I am not against machines. I have made my peace with the fact that software applications control most of the things I do, determining and measuring even my productivity at work. In fact, knowing how stormy the weather can be at some of my travel destinations, I am happy to let aircrafts land themselves with minimal assistance from the pilot.
But in electronics manufacturing and especially in the convoluted structure we call the supply chain -- where designs are translated, and components are purchased and put into products to be manufactured and shipped to end-users -- machines and applications have a growing role, and increasingly they are beginning to relegate humans to the background of enterprise activities. Is that healthy for humans and the business organizations they've built?
Of course, you may believe that everything your company does can be handled via phones, email, video conferencing, and, in future, maybe even telepathy. The day may come when we dream up a product and a robot takes over and transforms the concept into winning designs and actual devices. It hasn't occurred, and it will be a long time before that happens. For now, though, the human touch in the supply chain is as critical to success as the admittedly phenomenal applications companies spend millions on to enhance their supply chain efficiencies.
I speak often with industry executives whose operations span the globe, and many of them spend countless hours in the skies each year reaching out to customers, suppliers, analysts, government officials, and other interested parties. I'll like to share why here and also tell a few of their stories.
A Frenchman I know, who works as a senior executive in the sales division of a major US semiconductor company, logs more than 300,000 miles in the air each year. "I go where the customers are, but these are not always sales visits," he says. "I talk about technology roadmaps. The sales may not materialize for another couple of years following these visits, but keeping my contacts fresh is worth several trips."
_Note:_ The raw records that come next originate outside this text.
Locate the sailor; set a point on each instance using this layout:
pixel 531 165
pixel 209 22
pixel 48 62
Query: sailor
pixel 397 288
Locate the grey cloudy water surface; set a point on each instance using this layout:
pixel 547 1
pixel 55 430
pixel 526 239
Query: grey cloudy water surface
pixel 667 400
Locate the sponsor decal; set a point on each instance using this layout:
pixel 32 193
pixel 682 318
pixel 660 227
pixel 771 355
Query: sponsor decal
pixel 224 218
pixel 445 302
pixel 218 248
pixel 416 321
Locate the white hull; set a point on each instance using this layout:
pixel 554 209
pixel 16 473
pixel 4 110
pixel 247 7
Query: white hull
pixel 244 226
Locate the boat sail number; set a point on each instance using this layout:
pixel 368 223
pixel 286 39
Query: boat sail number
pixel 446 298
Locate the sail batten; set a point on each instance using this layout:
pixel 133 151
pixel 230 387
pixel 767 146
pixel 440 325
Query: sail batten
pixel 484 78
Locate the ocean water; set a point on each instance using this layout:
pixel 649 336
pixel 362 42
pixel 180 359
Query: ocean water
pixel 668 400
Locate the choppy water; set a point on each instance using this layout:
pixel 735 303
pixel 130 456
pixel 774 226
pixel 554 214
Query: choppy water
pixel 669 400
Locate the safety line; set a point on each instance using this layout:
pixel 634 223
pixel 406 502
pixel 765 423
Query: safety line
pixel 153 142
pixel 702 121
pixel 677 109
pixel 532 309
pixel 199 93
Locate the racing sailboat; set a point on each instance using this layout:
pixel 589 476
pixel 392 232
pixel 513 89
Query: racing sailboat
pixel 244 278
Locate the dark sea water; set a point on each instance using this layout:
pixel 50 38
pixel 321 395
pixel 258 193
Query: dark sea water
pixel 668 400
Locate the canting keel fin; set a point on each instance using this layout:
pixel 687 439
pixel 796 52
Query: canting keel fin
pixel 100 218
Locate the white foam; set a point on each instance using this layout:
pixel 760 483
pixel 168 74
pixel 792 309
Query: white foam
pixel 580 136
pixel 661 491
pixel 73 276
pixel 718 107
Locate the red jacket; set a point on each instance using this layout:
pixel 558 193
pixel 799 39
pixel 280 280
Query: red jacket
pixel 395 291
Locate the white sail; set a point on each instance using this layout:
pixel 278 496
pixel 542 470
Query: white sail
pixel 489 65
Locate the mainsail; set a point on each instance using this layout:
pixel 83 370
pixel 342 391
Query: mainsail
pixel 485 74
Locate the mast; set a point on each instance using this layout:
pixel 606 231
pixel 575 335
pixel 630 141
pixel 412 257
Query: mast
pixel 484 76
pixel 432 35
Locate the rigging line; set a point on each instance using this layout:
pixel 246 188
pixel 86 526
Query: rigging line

There are other reasons executives spend more time on the road, meeting new contacts, renewing old business relationships, and sleeping on strange hotel beds. A senior supply chain executive at a major hard disk drive vendor in the United States spends weeks at a time in Asia every three months or so. Each trip typically takes him to four or more countries and involves numerous factory visits, training sessions for local employees, and unannounced fact-finding drop-ins at suppliers. These are in addition to briefings with customers to reassure them about redundancy measures critical to unhindered supply of components.
During a recent visit to a contract manufacturer and design house in Europe, I learned of challenges customers are facing in Asia and other low-cost regions where hiring and retaining technical employees now constitutes one of the more intractable problems facing manufacturers in the region. Many of the companies that transferred or outsourced manufacturing operations to China from Western regions over the last decade are seriously weighing pulling these back because so much time is wasted simply on employee recruitment. A top executive at an electronics company in the midwest of the US spends about three weeks each quarter in China overseeing recruitment and training of employees.
"The cost of manufacturing in China is rising dramatically, and there's been a definite increase in requests for alternatives," Martin Kingdon, director of business development at the Heerbrugg, Switzerland, office of Escatec SDN. BHD, told me in an interview. Escatec, which is headquartered in Malaysia and does a lot of design, prototyping, and some high-end manufacturing in Switzerland, is benefiting from that trend, Kingdon said. Having significant operating presence in both Europe and Asia has helped the company better understand customer needs and match services to their corporate goals.
Many companies have simply yielded such personal contacts to outsourced partners and rely on supply chain management applications to stay in touch with customers and contract manufacturers. The days when the electronics supply chain depended solely or even heavily on people to determine what would satisfy customers is disappearing fast. At many small component suppliers, distributors, and manufacturing companies, the interactions among suppliers, contractors, and customers are shrinking fast, replaced by software applications that now link all segments of a company's supply chain with the outside world.
Increasingly, too, sales, purchasing, procurement, manufacturing, project management, design, coordination, monitoring, measurement, and other activities are performed by computers, leaving limited functions for employees, many of whom sometimes wonder where exactly they fit in now within extended supply chain operations.
This trend accelerated after the horrible 2001 economic downturn as companies tried to reduce the impact of human failings on their operations. Millions were spent on supply chain management applications, and the rapid growth of the cloud has hastened the adoption of machine-to-machine communications in the electronics supply chain. The results so far have been positive in that the industry has a better handle on its boom-and-bust cycles and has improved visibility into demand, supply, and inventory conditions. Recoveries from market downturns have been swifter, and the impact of a demand slowdown less savage.
What has been sacrificed in the meantime is the ability to forge the personal contacts and relationships that serve as the foundations for long-term engagements. A personal experience comes to mind here. I once phoned an executive at a North American company who I had known for years for what I thought would be a quick clarification on some issues about his firm's product. I couldn't even get through to the secretary for the first 10 minutes, during which the communications system bounced me around. I persisted. Finally, I got hold of the receptionist who said she would have to route my call back to the communications maze. I declined and called his cellphone.